Detail continues to vanish as you ascend to space. From the window of the International Space Station, which orbits at about 225 miles up, you might find London, Los Angeles, New York, or Paris in the daytime, because you learned where they are in geography class. But at night their brilliant lights present only the faintest glow. By day, contrary to common wisdom, with the unaided eye you probably won't see the pyramids at Giza, and you certainly won't see the Great Wall of China. Their obscurity is partly the result of having been made from the soil and stone of the surrounding landscape. And although the Great Wall is thousands of miles long, it's only about twenty feet wide--much narrower than the U.S. interstate highways you could barely see from a transcontinental jet.
Indeed, apart from the smoke plumes rising from the oil-field fires in Kuwait at the end of the First Persian Gulf War in 1991, and the green-brown borders between swaths of irrigated and arid land, from Earth orbit the unaided eye cannot see much else that's made by humans. Plenty of natural scenery is visible, though: hurricanes in the Gulf of Mexico, ice floes in the North Atlantic, volcanic eruptions wherever they occur.

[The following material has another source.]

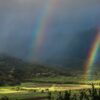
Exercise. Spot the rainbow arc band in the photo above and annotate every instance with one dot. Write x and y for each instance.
(92, 57)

From the Moon, a quarter million miles away, New York, Paris, and the rest of Earth's urban glitter don't even show up as a twinkle (unless you build a large telescope before you take a look). But from your lunar vantage you can still watch major weather fronts move across the planet. From Mars at its closest, some 35 million miles away, massive snow-capped mountain chains and the edges of Earth's continents would be visible through a large backyard telescope. Travel out to Neptune, 2.7 billion miles away--just down the block on a cosmic scale--and the Sun itself becomes embarrassingly dim, now occupying a thousandth the area on the daytime sky that it occupies when seen from Earth. And what of Earth itself? It's a speck no brighter than a dim star, all but lost in the glare of the Sun.
A celebrated photograph taken in 1990 from the edge of the solar system by the Voyager 1 spacecraft [see photograph on page 55] shows how under-whelming Earth looks from deep space: a "pale blue dot," as the late American astronomer Carl Sagan called it. And that's generous. Without the help of a picture caption, you might not even find it.
What would happen if some big-brained aliens from the great beyond scanned the skies with their naturally superb visual organs, further aided by alien-state-of-the-art optical accessories? What visible features of planet Earth might they detect?
Blueness would be first and foremost. Water covers more than two-thirds of Earth's surface; the Pacific Ocean alone makes up an entire side of the planet. Any beings with enough equipment and expertise to detect our planet's color would surely infer the presence of water, the third most abundant molecule in the universe.
If the resolution of their equipment were high enough, the aliens would see more than just a pale blue dot. They would see intricate coastlines, too, strongly suggesting that the water is liquid. And smart aliens would surely know that if a planet has liquid water, the planet's temperature and atmospheric pressure fall within a well-determined range.
Earth's distinctive polar ice caps, which grow and shrink from the seasonal temperature variations, could also be seen optically. So could our planet's twenty-four-hour rotation, because recognizable landmasses rotate into view at predictable intervals. The aliens would also see major weather systems come and go; with careful study, they could readily distinguish features related to clouds in the atmosphere from features related to the surface of Earth itself.
Time for a reality check: We live less than a dozen light-years from the nearest known exoplanet--that is, a planet orbiting a star other than the Sun. Most exoplanets lie more than a hundred light-years away. Earth's brightness is less than one-billionth that of the Sun, and our planet's proximity to the Sun would make it extremely hard for anybody to see Earth directly with an optical telescope. So if aliens have found us, they are likely searching in wavelengths other than visible light--or else their engineers are adapting some other strategy altogether.
Maybe they're doing what our own planet hunters typically do: monitor stars to see if they jiggle at regular intervals. A star's periodic jiggle betrays the existence of an orbiting planet that may otherwise be too dim to see directly. The planet and the host star both revolve around their common center of mass. The more massive the planet, the larger the star's orbit must be, and the more measurable the jiggle when you analyze the star's light. Unfortunately for planet-hunting aliens, Earth is puny, and so the Sun barely budges, further challenging alien engineers.